Re: Biblical Hebrew (Was: Major Defect in Combining Classes of Tibetan Vowels)

From: Kenneth Whistler (kenw@sybase.com)
Date: Thu Jun 26 2003 - 21:54:08 EDT

  • Next message: Kenneth Whistler: "Re: Biblical Hebrew"

    John,

    > At 03:36 PM 6/26/2003, Kenneth Whistler wrote:
    >
    > >Why is making use of the existing behavior of existing characters
    > >a "groanable kludge", if it has the desired effect and makes
    > >the required distinctions in text? If there is not some
    > >rendering system or font lookup showstopper here, I'm inclined
    > >to think it's a rather elegant way out of the problem.
    >
    > I think assumptions about not breaking combining mark sequences may, in
    > fact, be a showstopper. If <base+mark+mark> becomes
    > <base+mark+CtrlChar+mark>, it is reasonable to think that this will not
    > only inhibit mark re-ordering but also mark combining and mark
    > interraction. Unfortunately, this seems to be the case with every control
    > character I have been able to test, using two different rendering engines
    > (Uniscribe and InDesign ME -- although the latter already has some problems
    > with double marks in Biblical Hebrew). Perhaps we should have a specific
    > COMBINING MARK SEQUENCE CONTROL character?

    Actually, in casting around for the solution to the problem of
    introduction of format controls creating defective combining
    character sequences, it finally occurred to me that:

    U+034F COMBINING GRAPHEME JOINER

    has the requisite properties.

    It is non-visible, does not affect the display of neighboring
    characters (except incidentally, if processes choose to recognize
    sequences containing it and process them distinctly), *AND*
    it is a *combining mark*, not a format control.

    Hence, the sequence:

        <lamed, patah, CGJ, hiriq>
           0 17 0 14
        
    is *not* a defective combining character sequence, by the
    definitions in the standard. The entire sequence of three
    combining marks would have to "apply" to the lamed, but
    the fact that CGJ has (cc=0) prevents the patah from reordering
    around the hiriq under normalization.

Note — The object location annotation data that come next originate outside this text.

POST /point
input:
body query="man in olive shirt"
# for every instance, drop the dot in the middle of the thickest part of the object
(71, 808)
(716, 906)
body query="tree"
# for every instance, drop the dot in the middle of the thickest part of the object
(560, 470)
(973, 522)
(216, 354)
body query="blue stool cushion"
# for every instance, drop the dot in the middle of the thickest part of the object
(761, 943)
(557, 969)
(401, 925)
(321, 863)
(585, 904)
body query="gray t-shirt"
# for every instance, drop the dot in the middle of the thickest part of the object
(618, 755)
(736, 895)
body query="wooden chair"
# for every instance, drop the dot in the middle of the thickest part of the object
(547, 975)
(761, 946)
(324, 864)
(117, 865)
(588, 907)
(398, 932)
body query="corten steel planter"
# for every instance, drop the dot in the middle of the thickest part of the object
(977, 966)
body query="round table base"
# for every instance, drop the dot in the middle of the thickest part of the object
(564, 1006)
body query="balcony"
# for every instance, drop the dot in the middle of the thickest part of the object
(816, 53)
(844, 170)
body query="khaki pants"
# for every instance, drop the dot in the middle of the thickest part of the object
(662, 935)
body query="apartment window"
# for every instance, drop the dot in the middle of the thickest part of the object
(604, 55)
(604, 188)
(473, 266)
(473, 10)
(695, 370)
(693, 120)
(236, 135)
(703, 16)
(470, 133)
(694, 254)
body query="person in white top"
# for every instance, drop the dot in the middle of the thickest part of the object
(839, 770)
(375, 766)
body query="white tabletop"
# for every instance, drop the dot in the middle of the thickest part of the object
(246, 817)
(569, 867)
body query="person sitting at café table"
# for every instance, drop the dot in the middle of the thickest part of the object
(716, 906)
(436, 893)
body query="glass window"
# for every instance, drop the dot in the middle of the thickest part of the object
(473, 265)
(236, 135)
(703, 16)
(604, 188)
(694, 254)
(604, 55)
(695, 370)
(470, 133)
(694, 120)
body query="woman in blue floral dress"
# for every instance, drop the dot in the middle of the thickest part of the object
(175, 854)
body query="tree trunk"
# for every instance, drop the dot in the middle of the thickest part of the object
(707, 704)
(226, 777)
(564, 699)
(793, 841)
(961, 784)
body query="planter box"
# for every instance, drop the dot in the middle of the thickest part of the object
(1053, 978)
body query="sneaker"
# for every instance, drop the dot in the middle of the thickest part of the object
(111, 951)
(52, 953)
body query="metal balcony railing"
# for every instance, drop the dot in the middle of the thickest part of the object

    Could this finally be the missing "killer ap" for the CGJ?

    >
    > All that said, I disagree with Ken that this is anything like an elegant
    > way out of the problem. Forcing awkward, textually illogical and easily
    > forgetable control character usage onto *users* in order to solve a problem
    > in the Unicode Standard is not elegant, and it is unlikely to do much for
    > the reputation of the standard.

    I don't understand this contention. There is no reason, in principle,
    why this has to be surfaced to end users of Biblical Hebrew, any
    more than messy details of embedding override controls has to be surfaced
    to end users in order to make an interface which will support end user
    control over direction in bidirectional text.

    If CGJ is the one, then the only *real* implementation requirement would
    be that CGJ be consistently inserted (for Biblical Hebrew) between
    any pair of points applied to the same consonant. Depending on the
    particular application, this could either be hidden behind the
    input method/keyboard and be actively managed by the software, or
    it could be applied as a filter to an export format, when exporting
    to contexts that might neutralize intended contrasts or result in
    the wrong display by the application of normalization.

    >
    > Q: 'Why do I have to insert this control character between these points?'
    > A: 'To prevent them from being re-ordered.'
    > Q: 'But why would they be re-ordered anyway? Why wouldn't they just stay in
    > the order I put them in?'
    > A: 'Because Unicode normalisation will automatically re-order the points.'
    > Q: 'But why? Points shouldn't be re-ordered: it breaks the text.'
    > A: 'Yes, but the people who decided how normalisation should work for
    > Hebrew didn't know that.'
    > Q: 'Well can't they fix it?'
    > A: 'They have: they've told you that you have to insert this control
    > character...'

    And that whole dialogue should be limited to the *programmers* only,
    whose job it is then to hide the details of how they get the
    magic to work from people who would find those details just confusing.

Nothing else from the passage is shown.